記念館で働くスタッフさんが、ご本人に惚れている記念館は説明が非常にいいです。福岡県の小倉に、『松本清張記念館』があるんですが、ここは磨き上げていますね。館長さんが雑誌社の編集者で、松本清張の担当者だったんです。だから、彼に惚れ込んでいるから、記念館も磨き上げられているんです。
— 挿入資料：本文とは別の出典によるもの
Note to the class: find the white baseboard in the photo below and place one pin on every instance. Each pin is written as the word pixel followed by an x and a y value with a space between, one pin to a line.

もう一つは、生きている記念館。基本的に人物記念館は、寂れていて人が少ないんです。ただ、青森にある大山康晴15世名人の『大山将棋記念館』は人がいっぱいいます。この町は将棋の町で、子供達がたくさん集まって将棋を指しているんです。こういう所はいいなあ、と思います。

■偉人とは影響力のある人

偉人とは地位とか名誉ではなく、人に与える影響力の大きい人のことだと思っています。周りに深く影響を与える人。例えば、家族とか職場とかに影響を与える人。メディアを通じたりしながら、その時代に広く影響を与えた人。それから、長く影響を与える人。深い影響×広い影響×長い影響の、この三つの要素で影響力を測れると考えています。ですから、死んだ後も影響を与え続けている人が、本当の偉人なんじゃないかなと考えています。ただ、私達は限界がありますから、せめて自分の周りに影響を与えればいいと思います。

■お勧めの記念館は大分県中津市にある「福澤諭吉旧居・記念館」

近年で一番(偉人として)“偉い”のは福沢諭吉だと考えています。当時、彼は何といっても慶應義塾を作りました。これは今も栄えていて、(出身者は)中央でも多いし地方の財界にもものすごく多いんですよ。慶應の人の影響力は、総量としては近代で一番大きいのではないかと思います。

彼の記念館と実家は大分県中津市にあります。実家の2階に上がっていくと書見台があって、ここに5畳ぐらいの部屋があって、福沢諭吉が勉強をした部屋が残っていますよ。

この春、グルメや温泉といった旅の中に、好奇心が刺激される人物記念館巡りをして、知的な旅行を楽しんでみてはいかがだろうか。